In contrast, Budapest continued to shock me and amaze me as I turned its pages toward its end. It seems odd that it should have surprised me: I had read most of it about six years ago after being given an excerpt, in French, to translate into English. It was an assignment from my French teacher, who had discovered the book while abroad with her husband over break. The two of them knew French and English and, preferring not to privilege one translation over another, had bought the two versions of Chico Buarque’s original. (To this day, when somebody mentions their knowledge of Buarque as a famous musician, I have to mentally square that with my image of him as a solitary author.) The whole book itself centers on doubles and replacements and, yes, repetitions: a phrase at the beginning recurs in the book’s final pages; the two cities and the narrator’s two lives seem to parallel each other with the same struggles and challenges, even as the narrator becomes a copy of himself, replicating in Hungary the same ghostwriting work he had done in Brazil, until he surpasses the master for which he has ghostwritten—an appropriate parallel to the moment when he realizes, in Brazil, that his boss has trained many young employees to write as perfectly, as precisely as he does, to the point that he worries he cannot even think a thought without their having already set it down on paper. As he finally writes a poem of his own, he realizes that “The words were mine, but they had a different weight. I wrote as if I were walking through my own house, but in water.” The clarity and beauty of this image is not atypical of the entire book; each page glides with a musical fluidity fully enabled by Alison Entrekin’s keen translation—one that manages to portray in English the grammatical quirks of (at times) Hungarian-flavored Portuguese or a Portuguese that reflects a Portuguese-fractured phrase in Hungarian. I could remember the process of carefully converting each sentence from the French my professor had given me to English; even accounting for the fact that I was translating a translation, Entrekin’s work outstripped mine entirely. I closed the book, and images came unbidden of Rio de Janeiro’s narrow alleyways and quarrelsome relationships, and the ever-yellow (or is it ever-gray?) of Buda and Pest seen from the air, the two halves of the city split by the Danube.
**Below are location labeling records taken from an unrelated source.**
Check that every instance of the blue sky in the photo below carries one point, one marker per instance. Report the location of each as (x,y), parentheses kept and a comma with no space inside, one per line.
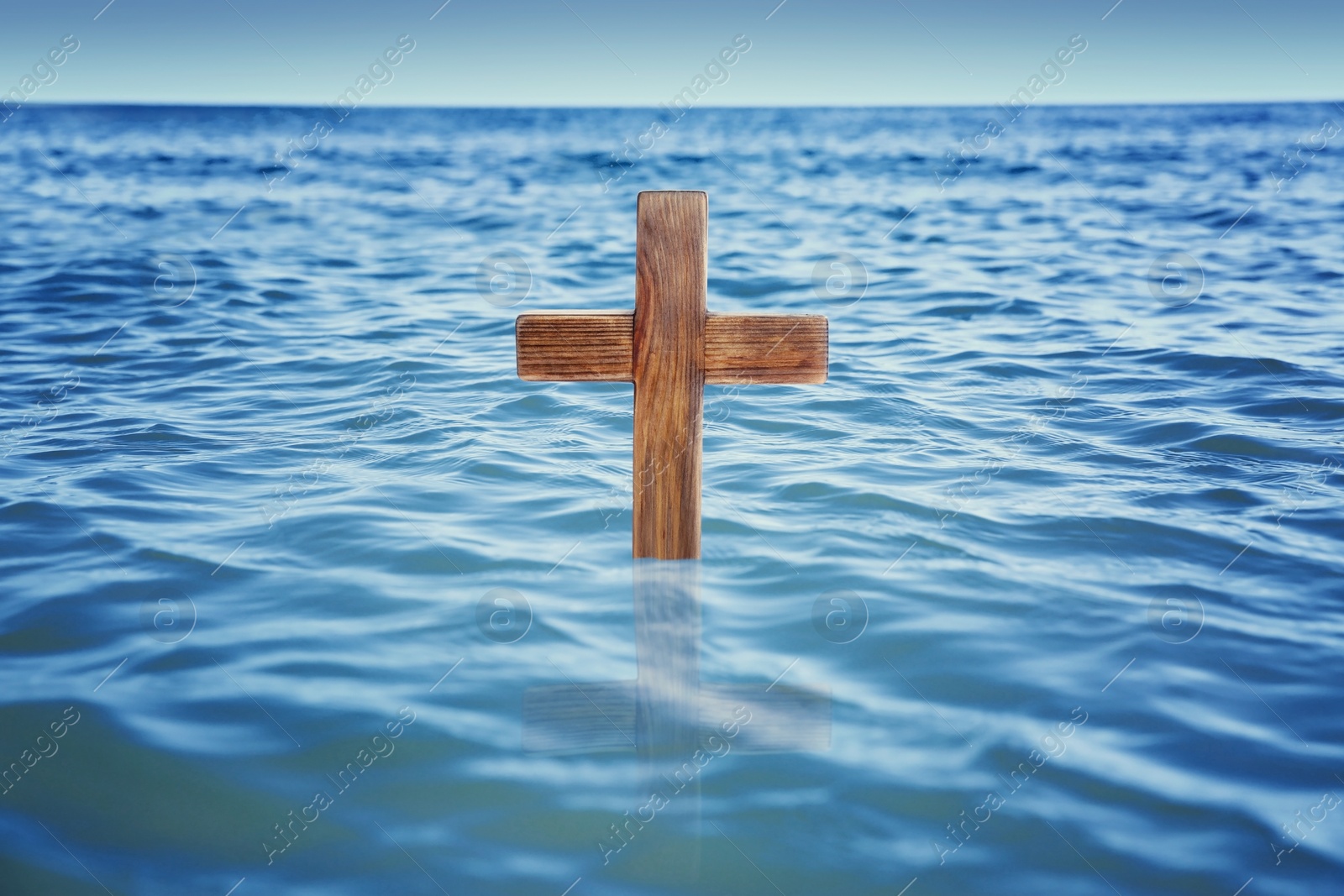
(584,53)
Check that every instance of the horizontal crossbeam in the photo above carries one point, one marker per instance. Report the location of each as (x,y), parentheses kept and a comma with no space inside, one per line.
(739,349)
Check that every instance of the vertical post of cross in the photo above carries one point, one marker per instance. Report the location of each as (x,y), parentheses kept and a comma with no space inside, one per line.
(669,369)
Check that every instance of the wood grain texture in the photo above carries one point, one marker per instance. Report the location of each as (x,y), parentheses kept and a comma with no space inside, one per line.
(669,371)
(765,348)
(575,345)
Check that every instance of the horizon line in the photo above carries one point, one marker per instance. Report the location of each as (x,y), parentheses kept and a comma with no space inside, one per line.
(152,103)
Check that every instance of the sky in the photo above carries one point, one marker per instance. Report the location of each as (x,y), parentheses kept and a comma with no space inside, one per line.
(602,53)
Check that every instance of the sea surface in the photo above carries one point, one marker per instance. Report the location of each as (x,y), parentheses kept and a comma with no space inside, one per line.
(306,593)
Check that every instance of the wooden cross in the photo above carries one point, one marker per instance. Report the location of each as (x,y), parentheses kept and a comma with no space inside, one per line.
(669,347)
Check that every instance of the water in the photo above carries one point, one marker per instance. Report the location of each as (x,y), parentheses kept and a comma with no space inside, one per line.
(266,454)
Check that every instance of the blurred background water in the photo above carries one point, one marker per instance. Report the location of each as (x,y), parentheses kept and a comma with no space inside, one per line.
(1045,584)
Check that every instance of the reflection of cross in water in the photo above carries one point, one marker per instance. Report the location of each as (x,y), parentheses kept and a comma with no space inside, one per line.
(672,719)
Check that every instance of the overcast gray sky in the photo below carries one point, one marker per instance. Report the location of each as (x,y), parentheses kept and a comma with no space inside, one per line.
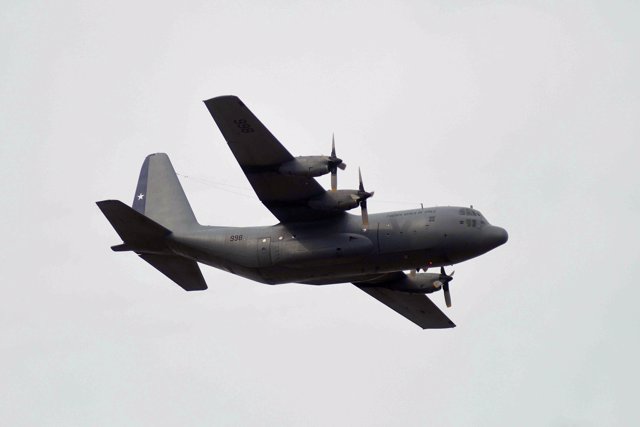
(527,110)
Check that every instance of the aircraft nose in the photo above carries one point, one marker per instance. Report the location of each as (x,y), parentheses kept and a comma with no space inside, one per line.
(497,236)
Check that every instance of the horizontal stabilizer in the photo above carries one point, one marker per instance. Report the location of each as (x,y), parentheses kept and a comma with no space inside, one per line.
(416,307)
(135,229)
(185,272)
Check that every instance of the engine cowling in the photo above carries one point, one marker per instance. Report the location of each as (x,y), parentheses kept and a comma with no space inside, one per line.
(336,201)
(421,283)
(310,166)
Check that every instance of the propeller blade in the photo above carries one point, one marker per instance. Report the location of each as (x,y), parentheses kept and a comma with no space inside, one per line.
(333,145)
(365,214)
(447,294)
(445,279)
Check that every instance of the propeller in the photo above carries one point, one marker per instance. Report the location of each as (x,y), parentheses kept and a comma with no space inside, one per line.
(334,164)
(361,198)
(445,279)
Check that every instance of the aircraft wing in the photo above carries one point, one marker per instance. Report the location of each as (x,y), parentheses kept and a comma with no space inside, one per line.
(260,155)
(416,307)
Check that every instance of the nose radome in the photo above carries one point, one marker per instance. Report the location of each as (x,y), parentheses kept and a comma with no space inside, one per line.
(498,236)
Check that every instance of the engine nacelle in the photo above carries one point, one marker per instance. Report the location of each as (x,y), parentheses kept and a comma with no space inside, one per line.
(421,283)
(310,166)
(336,201)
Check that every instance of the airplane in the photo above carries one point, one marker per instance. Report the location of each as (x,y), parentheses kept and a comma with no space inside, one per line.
(316,242)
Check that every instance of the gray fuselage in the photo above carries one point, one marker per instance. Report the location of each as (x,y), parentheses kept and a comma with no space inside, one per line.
(338,250)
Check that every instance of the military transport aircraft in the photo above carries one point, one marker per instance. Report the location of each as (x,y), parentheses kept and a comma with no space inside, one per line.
(316,241)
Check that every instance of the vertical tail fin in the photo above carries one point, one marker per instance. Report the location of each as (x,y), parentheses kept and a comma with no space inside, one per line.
(160,196)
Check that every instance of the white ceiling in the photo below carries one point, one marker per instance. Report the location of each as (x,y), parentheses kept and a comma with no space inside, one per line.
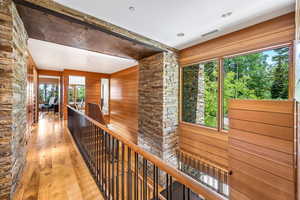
(59,57)
(161,20)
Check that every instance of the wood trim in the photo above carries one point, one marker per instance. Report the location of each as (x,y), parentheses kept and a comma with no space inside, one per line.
(101,24)
(262,149)
(178,175)
(70,72)
(124,102)
(273,32)
(49,72)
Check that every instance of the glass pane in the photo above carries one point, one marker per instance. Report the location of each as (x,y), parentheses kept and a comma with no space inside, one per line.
(200,94)
(80,91)
(71,95)
(76,80)
(262,75)
(105,95)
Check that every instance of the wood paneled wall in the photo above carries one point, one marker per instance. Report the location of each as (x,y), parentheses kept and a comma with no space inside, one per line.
(262,155)
(269,33)
(206,144)
(32,92)
(124,102)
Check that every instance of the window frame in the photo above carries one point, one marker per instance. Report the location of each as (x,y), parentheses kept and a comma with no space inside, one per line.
(220,67)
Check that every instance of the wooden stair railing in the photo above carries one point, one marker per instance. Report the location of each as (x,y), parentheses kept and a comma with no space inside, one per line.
(206,172)
(122,169)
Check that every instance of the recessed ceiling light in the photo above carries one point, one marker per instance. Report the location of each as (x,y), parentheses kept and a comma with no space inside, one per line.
(180,34)
(226,14)
(131,8)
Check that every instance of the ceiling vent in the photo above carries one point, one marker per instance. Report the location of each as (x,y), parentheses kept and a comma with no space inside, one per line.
(209,33)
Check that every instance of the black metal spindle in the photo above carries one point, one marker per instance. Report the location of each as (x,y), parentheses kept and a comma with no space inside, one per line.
(118,175)
(171,187)
(113,169)
(183,191)
(144,179)
(167,186)
(154,182)
(136,177)
(123,171)
(109,166)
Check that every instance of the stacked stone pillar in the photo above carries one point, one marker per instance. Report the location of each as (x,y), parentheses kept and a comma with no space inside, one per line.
(13,87)
(159,105)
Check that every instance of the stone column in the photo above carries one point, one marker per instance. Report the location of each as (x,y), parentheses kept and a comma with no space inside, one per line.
(158,105)
(200,96)
(13,87)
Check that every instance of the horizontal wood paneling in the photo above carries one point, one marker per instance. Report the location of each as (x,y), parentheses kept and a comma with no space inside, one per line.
(48,81)
(49,72)
(92,90)
(269,33)
(93,86)
(124,102)
(261,150)
(204,143)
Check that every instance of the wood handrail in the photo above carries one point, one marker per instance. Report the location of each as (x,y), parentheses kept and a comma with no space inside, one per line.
(175,173)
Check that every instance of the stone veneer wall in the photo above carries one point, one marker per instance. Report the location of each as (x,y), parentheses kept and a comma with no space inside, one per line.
(158,105)
(13,84)
(193,94)
(200,96)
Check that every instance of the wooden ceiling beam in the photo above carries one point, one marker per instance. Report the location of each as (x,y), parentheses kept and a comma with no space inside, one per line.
(101,24)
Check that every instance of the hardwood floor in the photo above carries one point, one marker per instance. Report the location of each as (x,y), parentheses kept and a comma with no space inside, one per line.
(55,170)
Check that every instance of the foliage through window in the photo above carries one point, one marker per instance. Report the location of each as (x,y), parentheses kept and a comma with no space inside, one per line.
(200,94)
(260,75)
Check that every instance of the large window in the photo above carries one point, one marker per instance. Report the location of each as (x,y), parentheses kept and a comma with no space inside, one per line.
(259,75)
(200,94)
(105,95)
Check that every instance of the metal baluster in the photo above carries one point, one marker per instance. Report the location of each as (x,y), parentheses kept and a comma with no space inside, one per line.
(156,185)
(105,163)
(167,186)
(129,181)
(183,191)
(113,168)
(136,168)
(171,187)
(154,182)
(102,160)
(109,166)
(144,179)
(118,175)
(123,171)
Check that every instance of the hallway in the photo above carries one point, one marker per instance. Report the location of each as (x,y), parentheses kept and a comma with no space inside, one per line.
(55,169)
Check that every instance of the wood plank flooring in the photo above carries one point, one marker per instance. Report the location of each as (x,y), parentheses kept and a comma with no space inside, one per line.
(55,170)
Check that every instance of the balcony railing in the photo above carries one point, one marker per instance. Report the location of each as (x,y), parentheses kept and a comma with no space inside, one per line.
(123,170)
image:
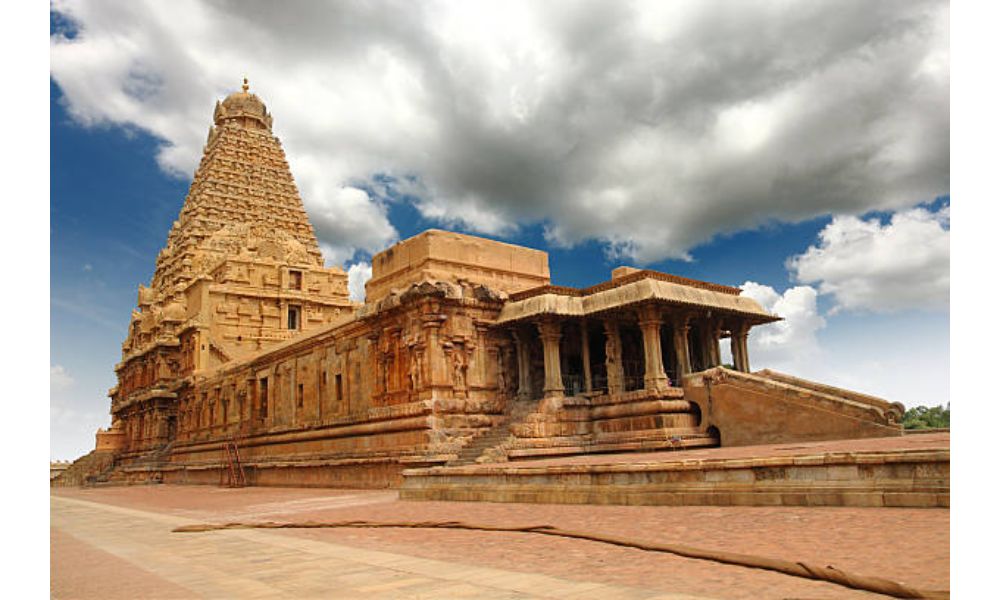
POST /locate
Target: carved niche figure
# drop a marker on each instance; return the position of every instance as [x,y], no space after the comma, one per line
[460,366]
[415,365]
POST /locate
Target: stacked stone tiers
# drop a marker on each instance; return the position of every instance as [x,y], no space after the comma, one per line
[911,471]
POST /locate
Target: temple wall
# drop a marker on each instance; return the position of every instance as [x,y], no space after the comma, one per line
[436,255]
[405,384]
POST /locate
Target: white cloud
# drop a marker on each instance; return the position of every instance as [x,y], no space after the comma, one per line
[59,379]
[790,344]
[648,127]
[357,275]
[900,358]
[868,266]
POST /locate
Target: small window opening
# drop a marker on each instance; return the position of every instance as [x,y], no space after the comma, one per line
[263,398]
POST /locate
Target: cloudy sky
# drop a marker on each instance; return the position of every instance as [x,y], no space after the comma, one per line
[797,149]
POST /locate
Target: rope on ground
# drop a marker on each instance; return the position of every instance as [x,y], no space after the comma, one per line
[828,573]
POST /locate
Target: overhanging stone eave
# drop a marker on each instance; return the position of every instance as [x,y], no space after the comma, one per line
[631,295]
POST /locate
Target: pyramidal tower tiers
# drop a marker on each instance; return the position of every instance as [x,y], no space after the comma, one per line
[241,269]
[242,185]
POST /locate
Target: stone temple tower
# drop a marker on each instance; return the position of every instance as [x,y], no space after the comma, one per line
[241,271]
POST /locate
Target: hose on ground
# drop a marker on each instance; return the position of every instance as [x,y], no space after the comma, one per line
[828,573]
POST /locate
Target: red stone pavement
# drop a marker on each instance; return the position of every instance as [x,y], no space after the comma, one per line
[907,545]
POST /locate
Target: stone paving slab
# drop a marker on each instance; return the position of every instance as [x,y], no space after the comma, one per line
[226,564]
[907,545]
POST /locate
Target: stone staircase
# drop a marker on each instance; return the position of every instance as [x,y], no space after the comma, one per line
[491,445]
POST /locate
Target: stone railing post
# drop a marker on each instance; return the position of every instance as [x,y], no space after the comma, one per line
[523,365]
[739,347]
[585,357]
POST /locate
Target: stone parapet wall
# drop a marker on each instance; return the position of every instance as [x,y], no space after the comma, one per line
[913,479]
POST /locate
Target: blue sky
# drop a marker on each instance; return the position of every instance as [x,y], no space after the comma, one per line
[855,254]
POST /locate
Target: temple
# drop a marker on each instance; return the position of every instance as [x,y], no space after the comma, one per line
[246,361]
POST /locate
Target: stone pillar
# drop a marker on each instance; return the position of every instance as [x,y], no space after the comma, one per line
[681,348]
[714,334]
[738,341]
[613,357]
[477,370]
[436,364]
[551,333]
[585,356]
[655,378]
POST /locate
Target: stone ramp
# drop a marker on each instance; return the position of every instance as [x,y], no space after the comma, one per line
[772,408]
[889,472]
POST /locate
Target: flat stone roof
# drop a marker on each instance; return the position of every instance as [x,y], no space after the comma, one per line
[632,289]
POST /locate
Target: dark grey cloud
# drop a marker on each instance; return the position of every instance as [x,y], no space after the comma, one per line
[649,126]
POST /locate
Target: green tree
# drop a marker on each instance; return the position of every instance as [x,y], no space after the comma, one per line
[922,417]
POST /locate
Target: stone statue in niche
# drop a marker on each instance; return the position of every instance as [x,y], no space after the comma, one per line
[415,364]
[460,366]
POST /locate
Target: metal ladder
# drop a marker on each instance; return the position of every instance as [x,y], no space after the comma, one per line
[237,475]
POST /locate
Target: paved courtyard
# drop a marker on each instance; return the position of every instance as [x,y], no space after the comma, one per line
[117,543]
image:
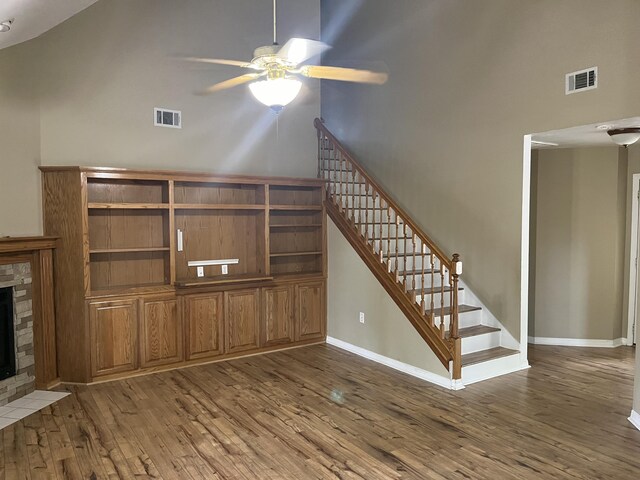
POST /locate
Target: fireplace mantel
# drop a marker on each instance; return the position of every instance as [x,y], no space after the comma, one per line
[39,252]
[26,244]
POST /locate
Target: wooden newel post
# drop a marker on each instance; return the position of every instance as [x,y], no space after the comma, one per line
[456,271]
[320,146]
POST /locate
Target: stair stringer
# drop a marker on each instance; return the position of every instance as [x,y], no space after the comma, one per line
[378,270]
[499,366]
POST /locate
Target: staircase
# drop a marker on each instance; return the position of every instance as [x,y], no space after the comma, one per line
[422,280]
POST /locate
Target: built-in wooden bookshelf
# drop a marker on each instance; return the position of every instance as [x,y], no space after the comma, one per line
[132,245]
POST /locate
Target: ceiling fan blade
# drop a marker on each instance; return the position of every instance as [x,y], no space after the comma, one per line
[297,50]
[344,74]
[232,82]
[221,61]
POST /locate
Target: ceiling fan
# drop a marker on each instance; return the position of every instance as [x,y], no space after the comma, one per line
[274,80]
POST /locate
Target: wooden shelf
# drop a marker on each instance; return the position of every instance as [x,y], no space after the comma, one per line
[223,279]
[128,206]
[220,206]
[121,290]
[295,254]
[298,275]
[295,207]
[129,250]
[310,225]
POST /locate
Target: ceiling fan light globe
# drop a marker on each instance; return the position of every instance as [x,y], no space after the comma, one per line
[276,93]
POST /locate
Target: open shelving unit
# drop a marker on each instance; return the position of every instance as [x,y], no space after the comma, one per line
[158,269]
[274,228]
[296,230]
[128,230]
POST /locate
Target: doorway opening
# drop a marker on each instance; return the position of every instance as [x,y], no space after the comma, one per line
[579,277]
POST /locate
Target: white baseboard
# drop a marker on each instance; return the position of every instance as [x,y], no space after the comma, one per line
[578,342]
[635,419]
[430,377]
[493,368]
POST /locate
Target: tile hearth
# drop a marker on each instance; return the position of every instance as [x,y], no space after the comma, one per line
[25,406]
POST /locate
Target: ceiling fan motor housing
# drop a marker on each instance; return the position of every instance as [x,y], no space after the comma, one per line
[266,50]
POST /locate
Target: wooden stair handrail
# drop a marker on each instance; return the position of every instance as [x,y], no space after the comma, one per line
[444,258]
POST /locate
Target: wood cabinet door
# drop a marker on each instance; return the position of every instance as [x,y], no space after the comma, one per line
[310,311]
[113,328]
[161,331]
[205,321]
[242,319]
[277,315]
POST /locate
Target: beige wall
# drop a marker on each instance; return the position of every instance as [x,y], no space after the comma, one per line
[467,81]
[100,74]
[579,247]
[19,144]
[352,289]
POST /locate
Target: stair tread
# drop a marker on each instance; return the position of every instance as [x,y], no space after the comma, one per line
[439,312]
[486,355]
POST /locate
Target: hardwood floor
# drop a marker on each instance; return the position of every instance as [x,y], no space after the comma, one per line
[319,412]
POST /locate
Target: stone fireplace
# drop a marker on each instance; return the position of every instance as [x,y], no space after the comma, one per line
[16,288]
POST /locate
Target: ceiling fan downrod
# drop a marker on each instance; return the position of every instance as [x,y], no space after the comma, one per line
[275,38]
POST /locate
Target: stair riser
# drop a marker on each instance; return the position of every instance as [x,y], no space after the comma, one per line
[478,343]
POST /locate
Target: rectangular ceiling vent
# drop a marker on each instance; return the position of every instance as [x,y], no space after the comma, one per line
[163,117]
[581,80]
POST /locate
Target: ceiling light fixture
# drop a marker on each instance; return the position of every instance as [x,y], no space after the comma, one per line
[276,93]
[546,144]
[5,26]
[625,136]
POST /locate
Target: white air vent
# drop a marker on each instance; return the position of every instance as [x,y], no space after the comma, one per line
[167,118]
[582,80]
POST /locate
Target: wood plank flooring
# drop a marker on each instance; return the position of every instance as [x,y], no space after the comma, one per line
[319,412]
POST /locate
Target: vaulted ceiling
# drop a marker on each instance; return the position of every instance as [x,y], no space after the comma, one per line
[34,17]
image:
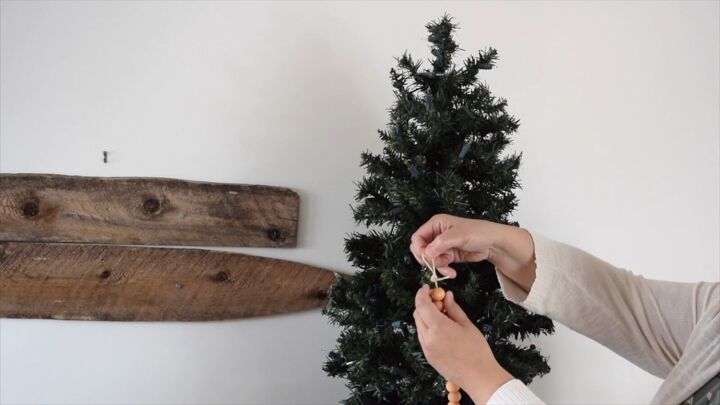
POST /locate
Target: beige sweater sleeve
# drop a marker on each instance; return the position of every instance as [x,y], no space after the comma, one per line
[645,321]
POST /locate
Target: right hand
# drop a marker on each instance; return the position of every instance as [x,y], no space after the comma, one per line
[447,239]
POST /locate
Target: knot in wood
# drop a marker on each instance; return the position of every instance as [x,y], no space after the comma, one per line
[221,277]
[30,209]
[274,234]
[151,205]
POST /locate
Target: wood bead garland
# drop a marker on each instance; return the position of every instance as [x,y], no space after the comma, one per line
[437,295]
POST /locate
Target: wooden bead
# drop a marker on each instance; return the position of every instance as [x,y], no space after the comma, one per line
[452,387]
[437,294]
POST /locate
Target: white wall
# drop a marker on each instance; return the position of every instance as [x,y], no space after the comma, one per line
[619,111]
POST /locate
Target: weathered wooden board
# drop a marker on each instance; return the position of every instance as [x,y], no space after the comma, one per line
[118,283]
[55,208]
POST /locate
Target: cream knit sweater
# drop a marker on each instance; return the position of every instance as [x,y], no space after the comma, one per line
[669,329]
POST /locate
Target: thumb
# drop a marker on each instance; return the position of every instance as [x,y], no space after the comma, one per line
[450,239]
[454,311]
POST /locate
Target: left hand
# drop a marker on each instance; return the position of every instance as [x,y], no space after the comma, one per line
[456,348]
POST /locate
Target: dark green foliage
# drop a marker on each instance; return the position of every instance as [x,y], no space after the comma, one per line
[443,153]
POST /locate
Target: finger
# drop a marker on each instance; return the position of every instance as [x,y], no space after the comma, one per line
[447,271]
[454,311]
[429,313]
[420,325]
[445,242]
[416,252]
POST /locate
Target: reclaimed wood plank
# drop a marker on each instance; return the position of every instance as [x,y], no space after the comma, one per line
[119,283]
[149,211]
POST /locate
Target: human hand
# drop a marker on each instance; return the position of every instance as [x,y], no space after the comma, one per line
[456,348]
[446,239]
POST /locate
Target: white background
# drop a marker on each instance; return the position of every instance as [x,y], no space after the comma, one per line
[618,105]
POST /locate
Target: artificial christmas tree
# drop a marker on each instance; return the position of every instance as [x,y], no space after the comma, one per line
[443,153]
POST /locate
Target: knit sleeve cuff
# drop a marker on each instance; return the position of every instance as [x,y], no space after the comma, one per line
[514,392]
[547,274]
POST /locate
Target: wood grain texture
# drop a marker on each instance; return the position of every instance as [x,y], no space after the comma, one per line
[151,211]
[118,283]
I did say this wasn’t much of a matchup. On the soccer field (or, ahem, football field for all you non-Americans reading my embarrassingly provincial commentary), Cameroon has been a frontrunner among the many teams hailing from the African continent, but its literary entry into the Tournament of Books can’t even get a single goal past Brazil’s writers—especially not when that team includes Chico Buarque and Budapest.

The score’s a pretty clear-cut one: 4-0 Brazil.

——

Jeffrey Zuckerman is Digital Editor of Music & Literature. His writing and translations have appeared in The White Review, the Los Angeles Review of Books, Best European Fiction, and The Quarterly Conversation. In his free time, he does not listen to music.